Now Utah's "gold standard" of pollsters, Dan Jones, has gotten into the act. Jones, who is more of an independent pollster, asked 212 likely voters if they supported Proposition 1, which is the enabling mechanism to be placed on the ballot this November. The response showed that 60 percent of potential voters back Proposition 1, 25 percent oppose it, and 15 percent don't know. Media stories published by the Deseret News and KSL Channel 5; KSL video embedded below:
If approved at the ballot box during the November 3rd general election, Proposition 1, which would allocate $125 million in general obligation bonds to pay for a Public Safety Building, an underground parking structure and a dedicated Emergency Operations Center at the current site of the Barnes Bank Building on the 400 block of 300 East, would cost the owner of an average $260,000 home $75 more a year in property taxes. More information about Proposition 1 can be found HERE. A $192 million bond for a five-building public safety package including a new police-fire headquarters lost by 261 votes in 2007 after then-Mayor Rocky Anderson sabotaged it at the last moment.
But a KSL viewer poll posted on the story page tells a different story. Out of 121 votes recorded as of this post, 83 are against it (69 percent), 36 are for it (30 percent), and two percent say "they'll know when they vote". This despite the fact that just one week ago, the Utah Taxpayers Association endorsed the $125 million bond proposal.
A new facility is clearly needed. Sewage leaks through the ceiling, other evidence of water damage exists, and Visqueen had to be installed to cover the shelves in the evidence room to keep the evidence from being damaged. The current facility is not up to present earthquake code. Left unanswered is the question as to why the facility was allowed to deteriorate so drastically.
But just because SLCPD may need a new facility doesn't mean they necessarily deserve one at this time. There are also other issues. Back in April, Salt Lake Police Chief Chris Burbank said his department was going to refuse to enforce the controversial SB81 immigration bill. However, his objection wasn't merely economic; there was also political correctness involved. Burbank was concerned that illegal aliens might be scared to report crimes against them to the police. Later on, Rep. Chris Herrod (R-Provo) accused SLCPD of providing misleading information on Salt Lake crime; follow-up indicated that SLCPD was trying to under-represent Hispanic crime.

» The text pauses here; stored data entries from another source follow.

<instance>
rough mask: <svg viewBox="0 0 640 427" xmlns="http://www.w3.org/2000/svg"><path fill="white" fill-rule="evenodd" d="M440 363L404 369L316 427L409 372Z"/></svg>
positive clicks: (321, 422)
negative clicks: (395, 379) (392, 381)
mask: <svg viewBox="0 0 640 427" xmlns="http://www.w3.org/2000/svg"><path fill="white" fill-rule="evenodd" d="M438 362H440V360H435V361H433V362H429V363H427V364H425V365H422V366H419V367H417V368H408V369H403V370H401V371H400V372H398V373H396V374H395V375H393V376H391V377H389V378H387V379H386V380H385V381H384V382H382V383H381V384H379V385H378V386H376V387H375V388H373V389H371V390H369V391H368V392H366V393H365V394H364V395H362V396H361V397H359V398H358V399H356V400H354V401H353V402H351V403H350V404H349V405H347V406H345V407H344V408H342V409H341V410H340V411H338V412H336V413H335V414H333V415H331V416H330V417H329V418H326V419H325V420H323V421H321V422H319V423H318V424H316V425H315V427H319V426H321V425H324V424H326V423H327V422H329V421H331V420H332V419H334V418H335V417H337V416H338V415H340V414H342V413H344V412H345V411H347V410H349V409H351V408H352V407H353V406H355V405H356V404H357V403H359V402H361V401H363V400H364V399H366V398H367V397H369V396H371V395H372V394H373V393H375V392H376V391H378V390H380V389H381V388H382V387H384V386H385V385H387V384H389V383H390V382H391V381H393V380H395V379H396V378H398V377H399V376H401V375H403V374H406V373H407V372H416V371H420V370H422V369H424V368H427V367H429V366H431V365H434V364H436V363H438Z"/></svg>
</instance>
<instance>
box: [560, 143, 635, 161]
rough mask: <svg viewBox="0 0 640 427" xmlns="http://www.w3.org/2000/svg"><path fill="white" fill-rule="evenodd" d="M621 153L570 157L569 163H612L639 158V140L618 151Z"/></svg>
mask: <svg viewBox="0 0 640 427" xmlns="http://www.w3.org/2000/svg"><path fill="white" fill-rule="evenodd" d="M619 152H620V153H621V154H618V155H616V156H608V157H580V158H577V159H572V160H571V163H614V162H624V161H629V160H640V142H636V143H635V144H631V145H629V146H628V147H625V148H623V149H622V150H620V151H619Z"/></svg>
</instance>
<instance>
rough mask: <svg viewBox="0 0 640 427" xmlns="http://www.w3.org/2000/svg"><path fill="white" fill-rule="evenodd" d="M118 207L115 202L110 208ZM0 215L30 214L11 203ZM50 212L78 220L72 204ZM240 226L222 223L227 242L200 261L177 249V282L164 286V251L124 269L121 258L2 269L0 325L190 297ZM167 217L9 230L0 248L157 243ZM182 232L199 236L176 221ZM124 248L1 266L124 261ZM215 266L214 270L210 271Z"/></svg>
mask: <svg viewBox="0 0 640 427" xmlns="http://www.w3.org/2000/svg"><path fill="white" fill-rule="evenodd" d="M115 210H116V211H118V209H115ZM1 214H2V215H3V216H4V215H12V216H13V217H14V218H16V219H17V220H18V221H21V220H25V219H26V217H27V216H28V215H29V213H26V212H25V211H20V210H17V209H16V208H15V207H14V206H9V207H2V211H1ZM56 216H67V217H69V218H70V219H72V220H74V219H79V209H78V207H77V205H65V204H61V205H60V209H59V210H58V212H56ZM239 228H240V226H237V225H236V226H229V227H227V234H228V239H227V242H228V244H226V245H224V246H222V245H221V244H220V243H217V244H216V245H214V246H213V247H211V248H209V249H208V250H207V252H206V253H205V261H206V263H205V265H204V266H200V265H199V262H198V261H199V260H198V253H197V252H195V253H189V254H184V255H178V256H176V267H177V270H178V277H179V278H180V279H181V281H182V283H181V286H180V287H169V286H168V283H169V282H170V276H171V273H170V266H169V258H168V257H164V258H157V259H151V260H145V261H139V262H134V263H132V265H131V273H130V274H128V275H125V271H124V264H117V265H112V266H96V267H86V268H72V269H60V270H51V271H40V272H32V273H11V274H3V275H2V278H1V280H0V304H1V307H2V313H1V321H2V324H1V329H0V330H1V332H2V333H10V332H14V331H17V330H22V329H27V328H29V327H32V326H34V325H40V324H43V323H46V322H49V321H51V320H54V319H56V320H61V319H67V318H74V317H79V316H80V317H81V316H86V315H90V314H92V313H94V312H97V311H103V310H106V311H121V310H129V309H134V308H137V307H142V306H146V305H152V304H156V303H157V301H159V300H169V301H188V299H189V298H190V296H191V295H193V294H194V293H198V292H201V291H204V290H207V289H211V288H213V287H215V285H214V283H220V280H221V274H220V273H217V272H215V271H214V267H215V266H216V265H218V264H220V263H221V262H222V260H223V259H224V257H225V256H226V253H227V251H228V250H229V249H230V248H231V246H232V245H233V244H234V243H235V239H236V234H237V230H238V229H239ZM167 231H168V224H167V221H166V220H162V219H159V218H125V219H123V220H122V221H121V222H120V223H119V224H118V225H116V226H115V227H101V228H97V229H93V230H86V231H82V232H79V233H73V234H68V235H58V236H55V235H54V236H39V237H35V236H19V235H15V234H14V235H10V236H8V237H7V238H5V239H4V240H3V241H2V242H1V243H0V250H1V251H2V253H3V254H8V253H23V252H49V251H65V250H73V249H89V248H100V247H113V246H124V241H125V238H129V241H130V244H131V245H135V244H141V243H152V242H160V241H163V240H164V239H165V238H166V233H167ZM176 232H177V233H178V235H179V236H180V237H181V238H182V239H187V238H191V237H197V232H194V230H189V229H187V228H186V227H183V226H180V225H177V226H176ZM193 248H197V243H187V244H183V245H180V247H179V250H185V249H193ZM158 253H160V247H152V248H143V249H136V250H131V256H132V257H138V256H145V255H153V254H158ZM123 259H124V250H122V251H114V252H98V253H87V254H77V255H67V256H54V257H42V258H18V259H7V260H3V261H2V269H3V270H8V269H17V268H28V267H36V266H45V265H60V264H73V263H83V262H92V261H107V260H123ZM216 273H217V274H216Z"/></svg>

And now, according to a new Salt Lake Tribune story, it appears that SLCPD is under-reporting and even misreporting crime in the Glendale neighborhood in west Salt Lake. Crimes that are clearly committed by gang members are being classified as ordinary crime. Two unsolved crimes of violence in the area are frustrating residents. In late July, Kristal Flores was outside her Glendale home when a gunshot pierced her head. The 21-year-old died in the hospital two weeks later. Almost two months have passed since Flores' death and police have no suspects in her murder. And on the same July night, another man in his 20s was found shot in the torso near 1300 South and 1400 West, a short distance from where Flores was found. He survived. That, too, remains unsolved. Police claim they're getting no cooperation from the community.

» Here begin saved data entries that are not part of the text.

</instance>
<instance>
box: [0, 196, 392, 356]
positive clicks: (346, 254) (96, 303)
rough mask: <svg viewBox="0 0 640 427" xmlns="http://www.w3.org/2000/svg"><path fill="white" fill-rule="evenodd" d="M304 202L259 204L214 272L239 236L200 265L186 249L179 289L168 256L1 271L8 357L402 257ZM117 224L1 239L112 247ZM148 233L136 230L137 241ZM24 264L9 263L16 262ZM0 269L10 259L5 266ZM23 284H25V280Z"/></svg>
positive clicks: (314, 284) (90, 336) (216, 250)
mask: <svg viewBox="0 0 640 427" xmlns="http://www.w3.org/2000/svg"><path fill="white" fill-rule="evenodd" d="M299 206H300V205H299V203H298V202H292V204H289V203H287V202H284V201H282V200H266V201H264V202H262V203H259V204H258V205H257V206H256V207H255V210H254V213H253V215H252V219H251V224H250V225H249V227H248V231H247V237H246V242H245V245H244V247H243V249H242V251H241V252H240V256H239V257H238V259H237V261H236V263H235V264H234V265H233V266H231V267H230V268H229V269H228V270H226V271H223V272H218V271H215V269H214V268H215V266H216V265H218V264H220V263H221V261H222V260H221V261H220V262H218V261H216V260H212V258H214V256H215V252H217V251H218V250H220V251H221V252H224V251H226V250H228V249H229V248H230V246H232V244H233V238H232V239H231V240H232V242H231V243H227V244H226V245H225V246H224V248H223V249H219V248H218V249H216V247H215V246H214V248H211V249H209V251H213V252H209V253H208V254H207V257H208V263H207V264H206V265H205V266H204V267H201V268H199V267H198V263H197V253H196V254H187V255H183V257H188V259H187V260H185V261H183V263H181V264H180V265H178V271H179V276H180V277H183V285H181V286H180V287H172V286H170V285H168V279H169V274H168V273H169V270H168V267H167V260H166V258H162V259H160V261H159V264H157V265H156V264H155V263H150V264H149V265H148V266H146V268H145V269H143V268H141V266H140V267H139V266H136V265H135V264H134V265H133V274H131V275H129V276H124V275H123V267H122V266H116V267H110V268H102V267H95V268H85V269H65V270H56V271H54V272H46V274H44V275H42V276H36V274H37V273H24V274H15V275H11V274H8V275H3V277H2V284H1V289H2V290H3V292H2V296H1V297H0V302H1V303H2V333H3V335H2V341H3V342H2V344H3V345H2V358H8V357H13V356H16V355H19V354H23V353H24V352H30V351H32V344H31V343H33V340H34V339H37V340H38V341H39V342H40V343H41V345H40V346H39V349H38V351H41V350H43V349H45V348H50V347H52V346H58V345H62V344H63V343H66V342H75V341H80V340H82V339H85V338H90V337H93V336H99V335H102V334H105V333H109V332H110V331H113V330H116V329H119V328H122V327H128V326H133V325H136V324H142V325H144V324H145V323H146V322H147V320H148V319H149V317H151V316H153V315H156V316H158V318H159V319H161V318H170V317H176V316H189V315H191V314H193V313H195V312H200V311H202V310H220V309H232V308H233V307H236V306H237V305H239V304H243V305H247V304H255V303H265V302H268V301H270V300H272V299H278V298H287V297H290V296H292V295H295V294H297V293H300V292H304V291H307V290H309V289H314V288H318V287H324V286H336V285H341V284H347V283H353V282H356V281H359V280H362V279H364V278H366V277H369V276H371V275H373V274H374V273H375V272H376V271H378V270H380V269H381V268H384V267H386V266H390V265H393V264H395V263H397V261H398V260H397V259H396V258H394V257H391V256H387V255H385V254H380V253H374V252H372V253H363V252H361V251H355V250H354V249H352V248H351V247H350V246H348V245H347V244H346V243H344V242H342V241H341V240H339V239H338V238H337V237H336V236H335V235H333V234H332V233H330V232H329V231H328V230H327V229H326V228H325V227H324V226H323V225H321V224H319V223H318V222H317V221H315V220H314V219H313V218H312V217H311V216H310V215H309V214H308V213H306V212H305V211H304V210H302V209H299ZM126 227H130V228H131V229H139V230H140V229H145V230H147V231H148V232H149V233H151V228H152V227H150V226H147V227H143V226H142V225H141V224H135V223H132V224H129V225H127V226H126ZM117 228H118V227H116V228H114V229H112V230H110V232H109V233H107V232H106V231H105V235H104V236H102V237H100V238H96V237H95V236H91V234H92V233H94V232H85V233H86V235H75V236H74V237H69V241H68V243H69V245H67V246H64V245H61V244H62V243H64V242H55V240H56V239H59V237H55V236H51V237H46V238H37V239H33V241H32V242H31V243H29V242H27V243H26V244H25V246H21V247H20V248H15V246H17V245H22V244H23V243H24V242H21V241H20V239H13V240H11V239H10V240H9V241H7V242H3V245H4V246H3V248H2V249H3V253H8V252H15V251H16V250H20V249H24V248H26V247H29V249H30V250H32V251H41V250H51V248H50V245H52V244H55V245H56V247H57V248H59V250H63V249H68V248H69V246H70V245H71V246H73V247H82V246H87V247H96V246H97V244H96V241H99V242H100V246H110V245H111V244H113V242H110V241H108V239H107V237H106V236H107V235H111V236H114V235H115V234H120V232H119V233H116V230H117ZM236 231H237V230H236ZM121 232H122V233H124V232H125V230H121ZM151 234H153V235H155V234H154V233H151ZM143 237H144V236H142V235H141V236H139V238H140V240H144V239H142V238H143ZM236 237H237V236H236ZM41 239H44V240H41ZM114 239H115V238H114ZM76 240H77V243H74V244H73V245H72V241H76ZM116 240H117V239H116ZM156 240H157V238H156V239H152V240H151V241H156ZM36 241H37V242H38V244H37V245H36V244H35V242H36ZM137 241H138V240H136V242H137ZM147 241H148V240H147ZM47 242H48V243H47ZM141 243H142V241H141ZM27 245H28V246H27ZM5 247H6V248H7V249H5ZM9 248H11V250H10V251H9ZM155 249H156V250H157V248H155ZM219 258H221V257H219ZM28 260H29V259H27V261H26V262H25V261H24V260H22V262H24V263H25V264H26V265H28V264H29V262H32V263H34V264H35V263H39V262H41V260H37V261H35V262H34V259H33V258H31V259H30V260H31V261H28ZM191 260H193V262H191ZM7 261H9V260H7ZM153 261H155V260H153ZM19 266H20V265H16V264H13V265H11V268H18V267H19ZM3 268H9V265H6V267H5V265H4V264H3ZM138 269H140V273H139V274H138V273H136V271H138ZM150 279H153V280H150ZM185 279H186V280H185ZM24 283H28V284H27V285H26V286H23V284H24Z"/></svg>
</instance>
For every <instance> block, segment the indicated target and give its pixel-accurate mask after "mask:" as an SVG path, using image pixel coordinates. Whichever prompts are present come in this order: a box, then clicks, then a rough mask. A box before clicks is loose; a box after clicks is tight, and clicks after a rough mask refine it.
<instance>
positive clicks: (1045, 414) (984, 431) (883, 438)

But some Glendale residents complained at a community council meeting on Wednesday September 16th that police are painting a rosy picture of gang crime in the city, when incidents such as the Flores slaying, which neighbors believe is gang-perpetrated, remain unsolved. Earlier this month, a new report released by Salt Lake City police claimed gang activity in the city is not on the rise. The 40-page document titled "2008 Report to the Community" states gang activity in Salt Lake City hasn't seen a significant increase, despite high-profile incidents such as the death of 7-year-old Maria Menchaca, who was killed in front of her Glendale home in July 2008 by a bullet meant for her older cousin. The city recorded 1,136 gang-related offenses in 2008 -- up from 760 such offenses a year earlier, according to the report. The 2008 number is lower than 2004, however, when the city recorded 1,268 gang-related offenses.

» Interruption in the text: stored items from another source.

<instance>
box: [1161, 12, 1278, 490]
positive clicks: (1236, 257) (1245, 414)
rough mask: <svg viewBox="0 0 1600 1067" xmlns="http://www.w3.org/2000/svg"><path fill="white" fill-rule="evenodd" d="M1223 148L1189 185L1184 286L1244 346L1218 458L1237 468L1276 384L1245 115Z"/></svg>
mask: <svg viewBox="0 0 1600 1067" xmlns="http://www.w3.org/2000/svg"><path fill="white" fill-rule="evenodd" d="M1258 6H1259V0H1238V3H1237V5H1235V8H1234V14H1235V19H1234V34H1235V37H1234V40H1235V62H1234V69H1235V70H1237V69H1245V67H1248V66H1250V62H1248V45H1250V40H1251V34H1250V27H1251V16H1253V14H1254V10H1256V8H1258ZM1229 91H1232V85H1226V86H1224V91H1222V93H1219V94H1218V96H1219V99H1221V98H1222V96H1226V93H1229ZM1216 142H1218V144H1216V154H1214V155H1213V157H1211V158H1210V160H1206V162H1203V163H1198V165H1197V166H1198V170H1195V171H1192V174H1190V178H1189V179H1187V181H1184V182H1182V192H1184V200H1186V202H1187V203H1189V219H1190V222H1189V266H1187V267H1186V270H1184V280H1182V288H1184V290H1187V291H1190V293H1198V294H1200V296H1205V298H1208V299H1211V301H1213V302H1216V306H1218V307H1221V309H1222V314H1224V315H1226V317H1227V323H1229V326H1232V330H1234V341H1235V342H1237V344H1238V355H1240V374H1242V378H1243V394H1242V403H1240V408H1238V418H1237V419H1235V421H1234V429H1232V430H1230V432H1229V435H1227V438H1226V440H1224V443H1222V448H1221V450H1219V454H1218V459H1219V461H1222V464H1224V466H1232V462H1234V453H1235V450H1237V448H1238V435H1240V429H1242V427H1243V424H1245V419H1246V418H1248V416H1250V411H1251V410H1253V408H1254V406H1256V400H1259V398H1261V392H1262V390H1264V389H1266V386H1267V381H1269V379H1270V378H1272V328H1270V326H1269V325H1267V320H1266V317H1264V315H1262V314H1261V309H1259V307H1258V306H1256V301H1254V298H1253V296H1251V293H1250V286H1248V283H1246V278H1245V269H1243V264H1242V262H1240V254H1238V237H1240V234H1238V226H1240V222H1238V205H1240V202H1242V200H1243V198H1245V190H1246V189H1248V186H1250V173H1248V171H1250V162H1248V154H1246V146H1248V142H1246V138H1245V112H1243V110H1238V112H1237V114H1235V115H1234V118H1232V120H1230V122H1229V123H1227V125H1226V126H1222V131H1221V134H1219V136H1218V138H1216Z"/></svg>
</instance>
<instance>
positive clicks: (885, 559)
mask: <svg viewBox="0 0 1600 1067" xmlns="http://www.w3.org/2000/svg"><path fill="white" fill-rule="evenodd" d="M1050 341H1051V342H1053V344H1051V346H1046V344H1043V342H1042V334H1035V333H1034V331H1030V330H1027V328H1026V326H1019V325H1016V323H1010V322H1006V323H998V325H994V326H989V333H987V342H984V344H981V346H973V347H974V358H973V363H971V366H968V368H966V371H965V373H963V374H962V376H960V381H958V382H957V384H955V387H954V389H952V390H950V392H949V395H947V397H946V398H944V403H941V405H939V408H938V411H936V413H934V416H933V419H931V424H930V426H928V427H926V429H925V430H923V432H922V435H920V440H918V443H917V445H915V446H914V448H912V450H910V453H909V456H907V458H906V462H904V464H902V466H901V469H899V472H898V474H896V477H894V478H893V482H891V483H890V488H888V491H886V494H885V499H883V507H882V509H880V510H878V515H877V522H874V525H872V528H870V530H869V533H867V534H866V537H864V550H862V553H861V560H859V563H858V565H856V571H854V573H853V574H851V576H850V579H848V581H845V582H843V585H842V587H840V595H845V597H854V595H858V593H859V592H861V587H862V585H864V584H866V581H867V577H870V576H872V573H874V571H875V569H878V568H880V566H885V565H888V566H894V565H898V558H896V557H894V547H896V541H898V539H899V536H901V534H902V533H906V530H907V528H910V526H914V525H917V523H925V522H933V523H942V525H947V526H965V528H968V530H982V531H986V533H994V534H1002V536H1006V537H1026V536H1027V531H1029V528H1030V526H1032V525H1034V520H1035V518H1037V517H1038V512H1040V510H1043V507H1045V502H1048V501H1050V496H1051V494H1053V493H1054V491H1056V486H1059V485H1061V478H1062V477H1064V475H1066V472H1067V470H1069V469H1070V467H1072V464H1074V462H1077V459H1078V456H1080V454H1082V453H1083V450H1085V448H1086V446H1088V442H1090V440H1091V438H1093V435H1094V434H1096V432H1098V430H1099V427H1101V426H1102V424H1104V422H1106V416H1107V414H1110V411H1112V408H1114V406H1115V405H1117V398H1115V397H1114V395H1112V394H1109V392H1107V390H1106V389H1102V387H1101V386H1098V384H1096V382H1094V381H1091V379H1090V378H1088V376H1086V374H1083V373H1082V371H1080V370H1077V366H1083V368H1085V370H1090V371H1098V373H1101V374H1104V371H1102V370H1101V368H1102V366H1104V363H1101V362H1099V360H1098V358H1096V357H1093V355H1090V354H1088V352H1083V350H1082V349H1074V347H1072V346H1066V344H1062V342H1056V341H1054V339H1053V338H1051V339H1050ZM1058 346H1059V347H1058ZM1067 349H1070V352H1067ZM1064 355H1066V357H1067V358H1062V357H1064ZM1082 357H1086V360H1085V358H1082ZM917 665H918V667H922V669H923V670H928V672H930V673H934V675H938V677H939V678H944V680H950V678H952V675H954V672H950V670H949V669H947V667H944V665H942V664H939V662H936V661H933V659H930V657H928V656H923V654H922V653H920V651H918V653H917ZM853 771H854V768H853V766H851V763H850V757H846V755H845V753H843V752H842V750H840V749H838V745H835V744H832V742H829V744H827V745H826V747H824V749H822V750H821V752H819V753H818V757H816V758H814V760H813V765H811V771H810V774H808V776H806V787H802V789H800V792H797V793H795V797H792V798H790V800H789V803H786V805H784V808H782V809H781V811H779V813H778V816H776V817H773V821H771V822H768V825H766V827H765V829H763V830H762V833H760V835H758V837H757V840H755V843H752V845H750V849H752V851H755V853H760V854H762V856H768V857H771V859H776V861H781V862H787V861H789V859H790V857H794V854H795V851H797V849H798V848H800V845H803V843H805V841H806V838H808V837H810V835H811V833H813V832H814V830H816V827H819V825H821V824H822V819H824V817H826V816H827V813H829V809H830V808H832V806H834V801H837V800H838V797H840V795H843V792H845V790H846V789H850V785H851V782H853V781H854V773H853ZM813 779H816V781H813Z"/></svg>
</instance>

And the answer to the question as to why SLCPD is painting a rosier picture of gang crime is political correctness. The Salt Lake cops are afraid of offending the Hispanic lobbies, so they soft-pedal Hispanic gang activity on the west side, because they fear being accused of "profiling". And Chief Chris Burbank is the primary catalyst.
Salt Lakers should send the following message to their city government on November 3rd: You can either have Chris Burbank, or you can have a new cop shop. You cannot have both. SLCPD will not prosecute gang crime more vigorously until the culture of appeasement at the very top of the force is removed. Chris Burbank has got to go.